Level 2 (mid-level) Evidence - representing research results addressing clinical outcomes, and using some method  of scientific investigation, but not meeting the quality criteria to achieve level 1 evidence labeling. 

Level 3

Level 3 (lacking direct) Evidence - representing reports that are not based on scientific analysis of clinical outcomes. Examples include case series, case reports, expert opinion, and conclusions extrapolated indirectly from scientific studies.

Grades of Recommendation

Guideline producers are more frequently using classification approaches for their evidence and recommendations, and these classifications are recognized and requested by guideline users. When summarizing guideline recommendations for DynaMed users, the DynaMed Editors are more frequently using the guideline-specific classifications and providing the guideline classification approach when this is done.
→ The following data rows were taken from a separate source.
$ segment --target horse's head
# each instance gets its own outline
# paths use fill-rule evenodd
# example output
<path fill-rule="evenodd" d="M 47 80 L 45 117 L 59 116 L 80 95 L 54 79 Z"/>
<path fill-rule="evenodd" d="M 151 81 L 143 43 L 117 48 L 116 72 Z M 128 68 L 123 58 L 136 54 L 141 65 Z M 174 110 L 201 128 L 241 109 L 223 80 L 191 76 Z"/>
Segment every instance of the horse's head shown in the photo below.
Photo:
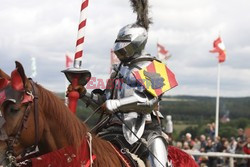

Recommendations without grading systems in the underlying source (or predating this change in editorial policy) may be labeled as one of the following:

  • Grade A recommendation (consistent high-quality evidence)
  • Grade B recommendation (inconsistent or limited evidence)
  • Grade C recommendation (lacking direct evidence)

This labeling scheme is formally named the Strength Of Recommendation Taxonomy (SORT) and is described in detail, along with the algorithms used for its application, in Am Fam Physician 2004 Feb 1;69(3):548-56.